Moscow, April 12 (IANS) Tense comments and warnings from Russia set the tone on Wednesday for Secretary of State Rex Tillerson as he attempted to persuade Moscow to abandon its support for Syrian leader Bashar al-Assad.
Russian Foreign Minister Sergey Lavrov began the meeting with Tillerson in Moscow with a warning for the US -- do not strike the Syrian regime again -- after last week's missile strike plunged US-Russian relations to one of the lowest points since the Cold War.
It was an icy start to the long-awaited meeting, that began with the two men entering a conference room making very little eye contact, CNN reported.

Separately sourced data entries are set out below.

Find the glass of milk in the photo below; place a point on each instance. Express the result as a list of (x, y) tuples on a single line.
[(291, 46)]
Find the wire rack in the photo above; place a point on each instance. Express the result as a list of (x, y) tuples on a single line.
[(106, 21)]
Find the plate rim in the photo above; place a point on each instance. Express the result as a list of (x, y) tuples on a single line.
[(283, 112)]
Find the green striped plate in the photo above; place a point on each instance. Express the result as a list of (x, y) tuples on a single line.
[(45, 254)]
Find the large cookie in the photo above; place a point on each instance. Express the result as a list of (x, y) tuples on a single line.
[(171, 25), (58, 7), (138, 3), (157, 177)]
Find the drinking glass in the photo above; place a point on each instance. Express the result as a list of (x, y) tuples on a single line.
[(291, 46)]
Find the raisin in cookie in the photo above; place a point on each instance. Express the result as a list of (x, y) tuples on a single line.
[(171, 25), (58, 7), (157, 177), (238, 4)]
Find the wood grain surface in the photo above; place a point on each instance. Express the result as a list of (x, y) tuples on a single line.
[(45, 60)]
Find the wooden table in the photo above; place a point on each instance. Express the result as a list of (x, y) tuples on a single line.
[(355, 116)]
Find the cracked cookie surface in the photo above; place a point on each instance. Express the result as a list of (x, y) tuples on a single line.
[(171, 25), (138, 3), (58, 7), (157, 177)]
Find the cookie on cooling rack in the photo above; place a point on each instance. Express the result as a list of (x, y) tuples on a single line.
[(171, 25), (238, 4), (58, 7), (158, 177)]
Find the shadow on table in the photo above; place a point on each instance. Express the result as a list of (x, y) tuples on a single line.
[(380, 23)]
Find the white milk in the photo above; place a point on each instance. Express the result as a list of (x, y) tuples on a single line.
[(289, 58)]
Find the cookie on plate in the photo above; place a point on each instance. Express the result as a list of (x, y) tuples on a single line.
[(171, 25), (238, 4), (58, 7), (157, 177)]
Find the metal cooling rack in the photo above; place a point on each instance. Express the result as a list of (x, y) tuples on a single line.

Lavrov said that Russia "saw some very troubling actions regarding the attack on Syria".
"We believe it is fundamentally important not to let these actions happen again," he said.
He also complained about the mixed messages coming out of Washington on the Trump administration's policy on Syria, with the US envoy to the UN, Nikki Haley, making clear Assad should have no future in Syria as Tillerson took a softer line.
"I will be frank, we have a lot of questions regarding very ambiguous and contradictory ideas on the international agenda in Washington," Lavrov said after shaking hands with Tillerson and sitting down at a conference table.
"And I'd like to say, apart from words, we saw some very alarming actions regarding the unlawful attack in Syria."
"It is of paramount importance to avert risks and recurrences of such actions in the future," he added.
Tillerson took a more diplomatic tone in his opening remarks, saying that he hoped to clarify "areas of common objectives, areas of common interests, even when our tactical approaches may be different."
"And to further clarify areas of sharp difference, so we can better understand why these differences exist and what the prospects for narrowing those differences may be."
Tillerson also said it was important the two governments maintain open lines of communication, CNN reported.
The two countries traded barbs over last week's chemical attack in Syria, which killed 89 people, and prompted the US to carry out its first strike against the Syrian regime in the six-year conflict.
The White House on Tuesday accused Russia and Syria of carrying out a confusion campaign over who was responsible for the chemical attack.
Russian President Vladimir Putin has made comparisons between the US response and its 2003 intervention in Iraq, calling it a "tedious" story.
The chemical attack deaths have been widely blamed on Syrian President Bashar al-Assad's regime, but Russia, Assad's most powerful ally, denied the regime carried out the attack.